Karara göre, henüz ifa edilmemiş yabancı para yükümlülüklerinden kaynaklanan kur farkı zararları, 1 Ocak 2027 tarihine kadar sermaye kaybı veya borca batıklık hesaplamalarında dikkate alınmayacak. Söz konusu istisna, TTK 376 bilanço analizlerinde geçici madde kapsamında uygulanacak.

TTK 376’nın kapsamı
Kanunun 376’ncı maddesi, sermayenin kaybı veya borca batıklık durumunun tespitine ilişkin usul ve yükümlülükleri düzenliyor.
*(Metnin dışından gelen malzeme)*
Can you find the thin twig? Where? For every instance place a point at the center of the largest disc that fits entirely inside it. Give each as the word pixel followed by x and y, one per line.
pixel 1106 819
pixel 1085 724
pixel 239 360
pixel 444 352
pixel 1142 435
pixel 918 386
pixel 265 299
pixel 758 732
Maddede, sermaye ile kanunî yedek akçelerin yarısının zarar nedeniyle karşılıksız kalması hâlinde yönetim kurulunun genel kurulu toplantıya çağırma yükümü belirtiliyor.
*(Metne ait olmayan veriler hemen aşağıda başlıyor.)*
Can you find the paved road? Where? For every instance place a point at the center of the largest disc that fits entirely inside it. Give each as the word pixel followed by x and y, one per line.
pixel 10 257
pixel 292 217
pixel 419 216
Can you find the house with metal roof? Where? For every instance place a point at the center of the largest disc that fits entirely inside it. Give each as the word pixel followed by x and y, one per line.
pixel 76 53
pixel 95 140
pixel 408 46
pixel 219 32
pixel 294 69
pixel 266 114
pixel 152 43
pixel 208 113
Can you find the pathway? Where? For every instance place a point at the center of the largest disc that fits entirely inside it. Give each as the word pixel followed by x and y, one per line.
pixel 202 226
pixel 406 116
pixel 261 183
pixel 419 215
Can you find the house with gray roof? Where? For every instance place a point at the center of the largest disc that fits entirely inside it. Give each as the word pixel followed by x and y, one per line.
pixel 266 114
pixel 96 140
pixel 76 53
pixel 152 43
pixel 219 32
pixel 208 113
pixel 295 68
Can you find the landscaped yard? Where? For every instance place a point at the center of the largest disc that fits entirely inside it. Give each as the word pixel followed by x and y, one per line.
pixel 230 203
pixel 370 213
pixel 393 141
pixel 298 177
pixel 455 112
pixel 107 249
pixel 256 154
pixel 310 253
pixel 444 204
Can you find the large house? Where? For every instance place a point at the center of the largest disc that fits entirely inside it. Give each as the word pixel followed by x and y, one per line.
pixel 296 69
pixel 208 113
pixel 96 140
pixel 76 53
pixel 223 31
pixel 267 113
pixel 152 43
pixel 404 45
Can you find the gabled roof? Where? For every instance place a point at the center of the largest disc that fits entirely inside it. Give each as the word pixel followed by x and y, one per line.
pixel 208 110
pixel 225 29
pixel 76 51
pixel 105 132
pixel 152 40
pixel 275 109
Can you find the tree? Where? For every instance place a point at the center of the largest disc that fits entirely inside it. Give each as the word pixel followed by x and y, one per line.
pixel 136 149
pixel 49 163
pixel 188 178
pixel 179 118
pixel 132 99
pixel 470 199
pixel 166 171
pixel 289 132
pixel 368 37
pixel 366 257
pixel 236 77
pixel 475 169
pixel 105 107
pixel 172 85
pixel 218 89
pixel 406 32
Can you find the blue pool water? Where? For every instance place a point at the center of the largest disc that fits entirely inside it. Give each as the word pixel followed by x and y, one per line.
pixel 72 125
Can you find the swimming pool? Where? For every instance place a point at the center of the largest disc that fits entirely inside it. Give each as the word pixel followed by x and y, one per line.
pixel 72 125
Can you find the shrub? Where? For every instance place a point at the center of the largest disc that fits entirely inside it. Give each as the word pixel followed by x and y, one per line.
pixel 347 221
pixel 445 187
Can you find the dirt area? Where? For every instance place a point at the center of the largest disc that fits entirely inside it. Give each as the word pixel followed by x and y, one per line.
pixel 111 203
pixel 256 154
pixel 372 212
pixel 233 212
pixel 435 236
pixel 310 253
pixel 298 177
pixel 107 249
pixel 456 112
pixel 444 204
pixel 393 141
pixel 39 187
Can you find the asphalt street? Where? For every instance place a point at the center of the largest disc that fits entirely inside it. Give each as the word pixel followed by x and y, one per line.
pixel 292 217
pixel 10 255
Genel kurul süreci ve ara bilanço
Sermaye ve yedek akçelerin üçte ikisinin karşılıksız kalması durumunda genel kurulun sermaye azaltımı veya tamamlanması yönünde karar alması gerekiyor. Şirketin borca batık olabileceğine işaret eden göstergelerin bulunması hâlinde ise yönetim kurulunun hem işletmenin devamlılığı esasına göre hem de muhtemel satış fiyatları üzerinden ara bilanço hazırlaması öngörülüyor.
Mahkemeye bildirim yükümlülüğü
Ara bilançonun aktiflerin şirket borçlarını karşılamaya yetmediğini göstermesi durumunda yönetim kurulunun şirket merkezinin bulunduğu yer asliye ticaret mahkemesine bildirimde bulunarak iflas talep etmesi gerekiyor. Borçların sıralamasına ilişkin alacaklı beyanlarının geçerliliği ise bilirkişi değerlendirmesi ile tespit ediliyor.